The Fund has raised nearly $600,000 to invest in downtown businesses like Dots.

“You need the village to be economically vital and vibrant “in order to have people to come here and spend money here,” said Lineberger,

The Fund bought, fixed up and just sold a historic brick building that hugs the corner of Wilmington’s main intersection. The new owner plans to open a restaurant. The Fund also gave a grant to Beyond Imagination, a clothing boutique which is having its grand opening tonight.   Melinda Coombs is launching this store, despite the slow economy, for several reasons.

“To help the town as well as start a new business for myself, ” said Coombs. “But the main one is that I grew up in this town.”

So has her son and her granddaughter. But Coombs lost her job at another store a year ago after the downtown was nearly destroyed  by Irene.

“It’s like losing your home,” said Coombs tearing up. “The thought that you might have to go out of the area to live because the economy might not recover. The thought of that just isn’t an option for me. I love living here.”

Lenny Chapman is opening another new store in the village of Wilmington called Chapman’s In Town Antiques. He shows off a cake box from the early 1800s.

“They used to make cakes and put them in here and keep them so the mice wouldn’t get at them”

Chapman says he believes the economy is coming back. He has another antique business in a barn just down the road.

“We had a good summer out at the barn,” Chapman said. “That’s one of the reasons why we would try to open here.”

But some business owners who have been downtown a long time have a different view, such as Meg Streeter who has been a realtor here for nearly three decades. She’s also a member of Wilmington’s select-board.

“It’s really tough here, I feel.” said Streeter. “The recession has never ended here. It has never ended in the Mount Snow area.”

Eileen Ranslow, whose been selling carpet and tiling at the Wilmington Home Center for 42 years says she’s holding on, but just barely.

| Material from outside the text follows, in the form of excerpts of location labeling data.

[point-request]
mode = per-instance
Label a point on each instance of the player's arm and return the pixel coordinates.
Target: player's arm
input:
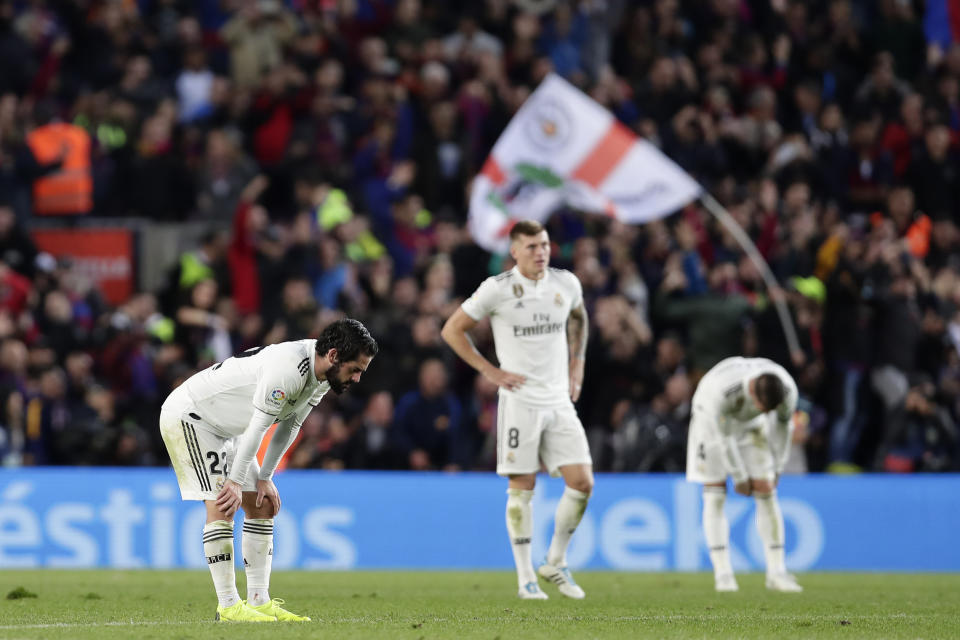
(730, 448)
(230, 496)
(781, 432)
(455, 333)
(577, 331)
(284, 436)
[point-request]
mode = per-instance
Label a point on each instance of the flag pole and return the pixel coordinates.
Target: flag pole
(724, 217)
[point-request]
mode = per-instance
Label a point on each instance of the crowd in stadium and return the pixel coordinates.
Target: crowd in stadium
(328, 145)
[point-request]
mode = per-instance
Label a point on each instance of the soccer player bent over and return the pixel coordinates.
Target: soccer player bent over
(540, 334)
(732, 432)
(213, 425)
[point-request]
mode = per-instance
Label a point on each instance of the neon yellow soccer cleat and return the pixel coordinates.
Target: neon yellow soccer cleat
(240, 612)
(273, 608)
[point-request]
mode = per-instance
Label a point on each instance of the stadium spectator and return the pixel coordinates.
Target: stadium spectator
(427, 429)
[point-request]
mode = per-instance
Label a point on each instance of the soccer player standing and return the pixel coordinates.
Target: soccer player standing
(741, 426)
(213, 425)
(540, 334)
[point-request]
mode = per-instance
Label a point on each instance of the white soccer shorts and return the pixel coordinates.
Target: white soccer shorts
(705, 452)
(527, 435)
(200, 457)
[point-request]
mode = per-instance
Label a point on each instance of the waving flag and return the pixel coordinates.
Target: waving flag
(564, 149)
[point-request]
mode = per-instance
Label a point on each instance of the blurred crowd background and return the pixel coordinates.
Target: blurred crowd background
(327, 148)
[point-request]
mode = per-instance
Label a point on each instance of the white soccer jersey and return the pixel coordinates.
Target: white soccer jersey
(277, 379)
(723, 394)
(529, 320)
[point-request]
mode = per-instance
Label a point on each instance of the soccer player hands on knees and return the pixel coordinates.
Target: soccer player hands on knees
(267, 490)
(229, 498)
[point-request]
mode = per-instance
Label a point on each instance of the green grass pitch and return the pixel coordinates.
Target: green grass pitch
(462, 605)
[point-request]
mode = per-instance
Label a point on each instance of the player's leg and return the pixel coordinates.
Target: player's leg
(565, 451)
(196, 455)
(257, 546)
(520, 529)
(518, 438)
(770, 528)
(769, 518)
(705, 466)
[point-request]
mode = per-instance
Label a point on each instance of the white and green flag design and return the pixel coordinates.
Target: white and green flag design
(562, 148)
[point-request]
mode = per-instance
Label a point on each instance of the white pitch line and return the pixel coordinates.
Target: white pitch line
(350, 620)
(73, 625)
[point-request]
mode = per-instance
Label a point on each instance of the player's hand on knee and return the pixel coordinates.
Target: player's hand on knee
(744, 488)
(229, 498)
(267, 490)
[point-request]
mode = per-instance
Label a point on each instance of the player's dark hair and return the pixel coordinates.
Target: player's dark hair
(525, 228)
(770, 391)
(349, 337)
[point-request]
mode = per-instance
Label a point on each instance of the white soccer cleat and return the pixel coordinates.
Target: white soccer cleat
(531, 591)
(783, 582)
(725, 583)
(561, 577)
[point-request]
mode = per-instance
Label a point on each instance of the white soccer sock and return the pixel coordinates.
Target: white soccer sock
(520, 528)
(257, 545)
(770, 528)
(716, 529)
(218, 549)
(569, 513)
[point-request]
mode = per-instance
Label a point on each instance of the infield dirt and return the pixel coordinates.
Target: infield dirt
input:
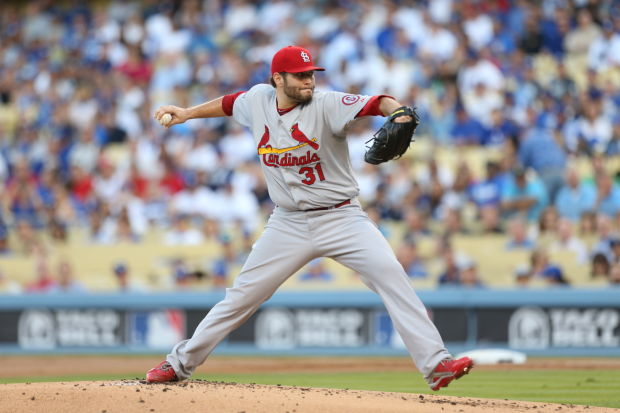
(131, 396)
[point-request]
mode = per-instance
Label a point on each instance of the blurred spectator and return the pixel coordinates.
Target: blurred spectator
(523, 195)
(486, 195)
(574, 198)
(409, 257)
(523, 276)
(587, 224)
(5, 248)
(607, 200)
(468, 273)
(604, 51)
(467, 130)
(600, 266)
(316, 272)
(8, 286)
(540, 151)
(518, 235)
(125, 283)
(547, 225)
(567, 241)
(182, 232)
(185, 278)
(44, 282)
(614, 275)
(593, 129)
(66, 281)
(543, 269)
(579, 39)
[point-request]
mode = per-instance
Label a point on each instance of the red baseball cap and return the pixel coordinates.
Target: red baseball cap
(293, 59)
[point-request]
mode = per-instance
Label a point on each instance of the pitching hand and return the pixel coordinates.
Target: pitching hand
(179, 115)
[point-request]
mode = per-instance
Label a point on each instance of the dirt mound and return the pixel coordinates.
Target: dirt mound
(129, 396)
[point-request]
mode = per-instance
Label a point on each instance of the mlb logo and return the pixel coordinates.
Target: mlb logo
(157, 329)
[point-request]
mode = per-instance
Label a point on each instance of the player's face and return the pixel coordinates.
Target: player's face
(299, 87)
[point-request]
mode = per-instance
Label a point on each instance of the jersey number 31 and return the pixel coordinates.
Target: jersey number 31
(310, 178)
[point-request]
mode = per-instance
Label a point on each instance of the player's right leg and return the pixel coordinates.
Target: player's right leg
(283, 248)
(354, 241)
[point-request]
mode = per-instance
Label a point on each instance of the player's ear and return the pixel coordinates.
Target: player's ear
(277, 79)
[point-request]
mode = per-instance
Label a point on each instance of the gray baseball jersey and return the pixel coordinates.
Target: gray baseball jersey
(306, 161)
(304, 153)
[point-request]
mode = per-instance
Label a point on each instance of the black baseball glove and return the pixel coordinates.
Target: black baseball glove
(392, 140)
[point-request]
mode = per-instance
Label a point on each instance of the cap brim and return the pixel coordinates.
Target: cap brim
(307, 69)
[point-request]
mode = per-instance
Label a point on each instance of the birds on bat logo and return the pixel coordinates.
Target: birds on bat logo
(271, 155)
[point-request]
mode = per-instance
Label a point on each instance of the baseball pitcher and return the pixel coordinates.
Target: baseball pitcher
(300, 138)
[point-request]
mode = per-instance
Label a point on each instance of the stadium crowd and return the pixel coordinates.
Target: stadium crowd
(534, 85)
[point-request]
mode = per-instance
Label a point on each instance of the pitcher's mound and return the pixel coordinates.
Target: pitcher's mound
(128, 396)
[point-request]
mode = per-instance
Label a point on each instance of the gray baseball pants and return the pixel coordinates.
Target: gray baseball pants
(290, 240)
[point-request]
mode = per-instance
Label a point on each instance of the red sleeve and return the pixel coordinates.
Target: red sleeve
(228, 101)
(372, 107)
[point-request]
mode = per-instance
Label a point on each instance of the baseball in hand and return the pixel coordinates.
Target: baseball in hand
(165, 119)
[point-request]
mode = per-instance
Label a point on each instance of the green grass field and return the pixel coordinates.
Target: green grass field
(593, 387)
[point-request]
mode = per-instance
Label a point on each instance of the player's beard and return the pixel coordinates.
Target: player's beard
(296, 93)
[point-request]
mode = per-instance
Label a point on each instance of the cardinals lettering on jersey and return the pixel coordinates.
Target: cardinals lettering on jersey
(276, 157)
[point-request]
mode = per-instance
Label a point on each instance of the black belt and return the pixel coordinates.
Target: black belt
(343, 203)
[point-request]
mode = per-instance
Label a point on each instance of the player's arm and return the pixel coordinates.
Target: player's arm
(210, 109)
(387, 106)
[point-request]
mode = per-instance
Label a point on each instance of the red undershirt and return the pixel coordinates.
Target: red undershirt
(370, 109)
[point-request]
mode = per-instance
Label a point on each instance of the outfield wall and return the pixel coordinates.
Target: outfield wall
(559, 322)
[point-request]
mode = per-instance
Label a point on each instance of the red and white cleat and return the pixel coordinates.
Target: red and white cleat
(448, 370)
(162, 373)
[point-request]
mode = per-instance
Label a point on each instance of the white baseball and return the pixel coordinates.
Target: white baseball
(165, 119)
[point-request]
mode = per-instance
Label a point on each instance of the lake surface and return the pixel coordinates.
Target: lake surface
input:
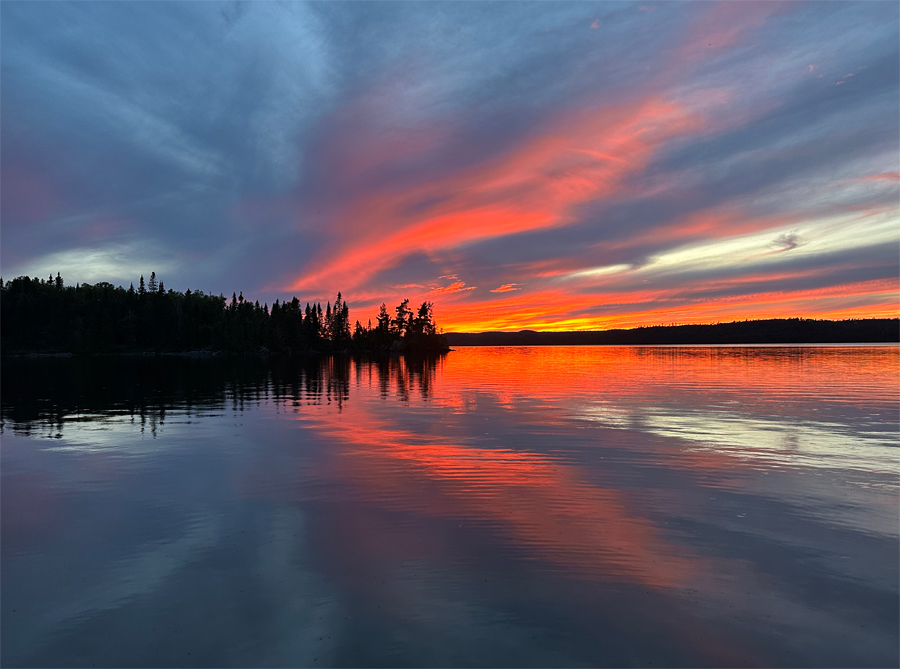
(557, 506)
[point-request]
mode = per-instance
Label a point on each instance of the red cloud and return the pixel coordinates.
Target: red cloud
(454, 287)
(580, 157)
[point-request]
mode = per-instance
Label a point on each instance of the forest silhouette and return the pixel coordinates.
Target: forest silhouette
(38, 315)
(46, 316)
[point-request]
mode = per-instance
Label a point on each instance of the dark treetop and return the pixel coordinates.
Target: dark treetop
(38, 315)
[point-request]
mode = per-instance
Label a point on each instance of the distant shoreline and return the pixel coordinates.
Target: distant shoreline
(771, 332)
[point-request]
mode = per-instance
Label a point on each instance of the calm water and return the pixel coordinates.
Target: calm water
(507, 506)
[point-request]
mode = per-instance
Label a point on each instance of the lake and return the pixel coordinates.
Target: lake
(548, 506)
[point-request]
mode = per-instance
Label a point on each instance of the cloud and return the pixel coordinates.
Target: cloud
(455, 287)
(659, 172)
(787, 241)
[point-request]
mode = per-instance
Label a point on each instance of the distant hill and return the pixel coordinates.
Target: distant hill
(773, 331)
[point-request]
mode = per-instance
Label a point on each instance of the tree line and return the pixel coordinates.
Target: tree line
(45, 315)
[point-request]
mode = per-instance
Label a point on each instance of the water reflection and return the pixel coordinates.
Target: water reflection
(545, 506)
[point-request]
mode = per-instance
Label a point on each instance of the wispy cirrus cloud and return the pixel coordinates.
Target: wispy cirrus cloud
(584, 165)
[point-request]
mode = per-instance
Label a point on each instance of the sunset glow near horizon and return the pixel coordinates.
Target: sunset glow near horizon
(547, 166)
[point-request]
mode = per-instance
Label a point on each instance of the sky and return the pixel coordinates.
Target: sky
(522, 165)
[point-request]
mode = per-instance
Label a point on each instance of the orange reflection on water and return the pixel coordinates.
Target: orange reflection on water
(541, 504)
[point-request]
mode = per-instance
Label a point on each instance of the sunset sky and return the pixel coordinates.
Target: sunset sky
(522, 165)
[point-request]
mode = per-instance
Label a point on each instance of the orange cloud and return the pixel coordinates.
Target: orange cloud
(454, 287)
(580, 157)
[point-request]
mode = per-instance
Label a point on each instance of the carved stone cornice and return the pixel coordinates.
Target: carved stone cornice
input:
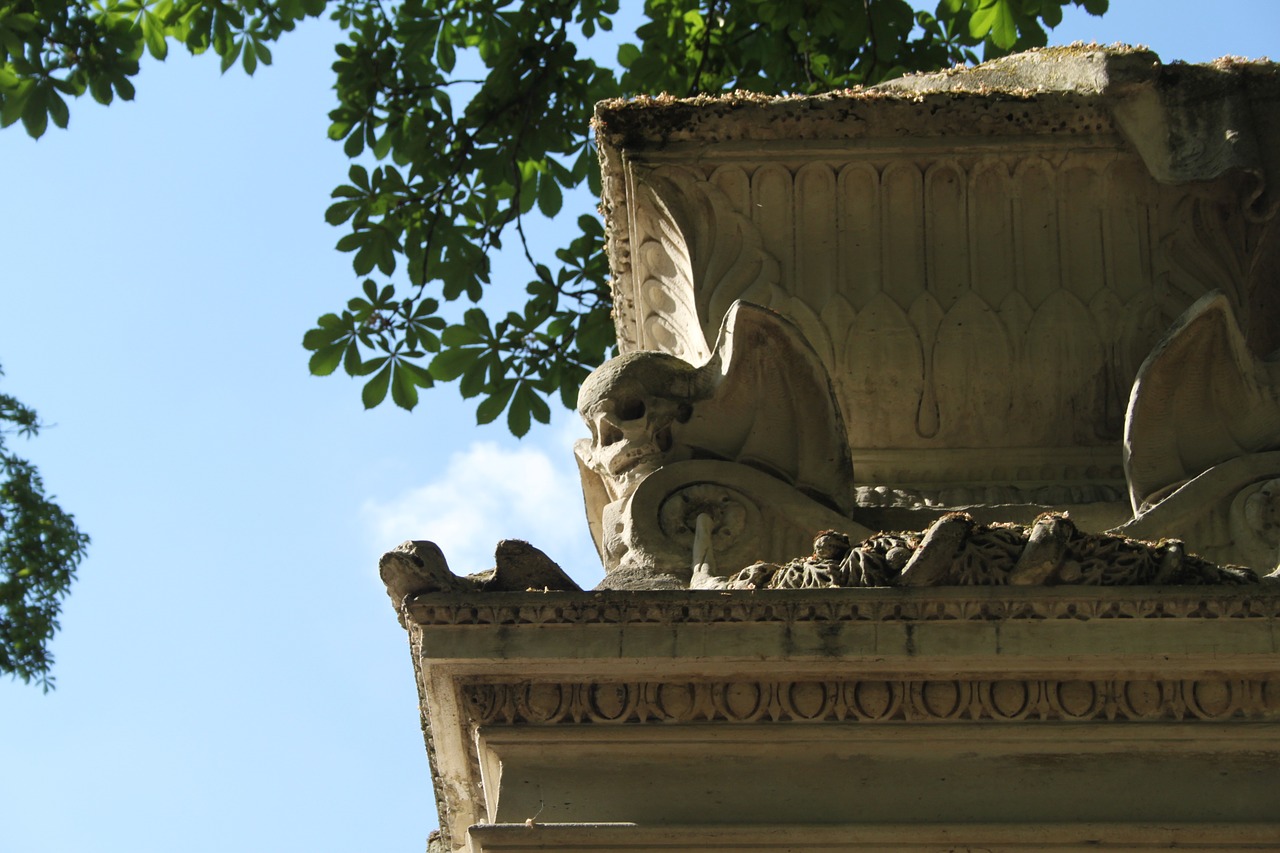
(572, 698)
(874, 701)
(672, 607)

“The economy for the last 2 ½ years, 3 years has been non- existent” recalled Ranslow. “And then we had Irene pass through. That pretty well flattened us, We’re still doing business, but it has been very, very tough.”

The official numbers bear that out, but they also show a ray of light. Economist Richard Heaps of Northern Economic Consulting says before the flood the number of businesses in Wilmington fell by 16 percent. But he says in the past year there’s been a little shift in the right direction.

“Couple more businesses opened up, but the total employment fell and wages grew a little.  So there was a hint that Wilmington was beginning to see a turn.,” said Heaps. “And now, the recent news of a couple of businesses coming in is building on that. It’s not much, but it’s beginning to show that they’re turning the corner.”

Melinda Coombs is hoping for a domino effect as new businesses like hers attract more customers to the entire town.

“If word gets out that ‘Gosh, there are a lot of really nice shops in Wilmington. Maybe we’ll go there from Bennington or Brattleboro or other places,’ it’s just going to help everybody!”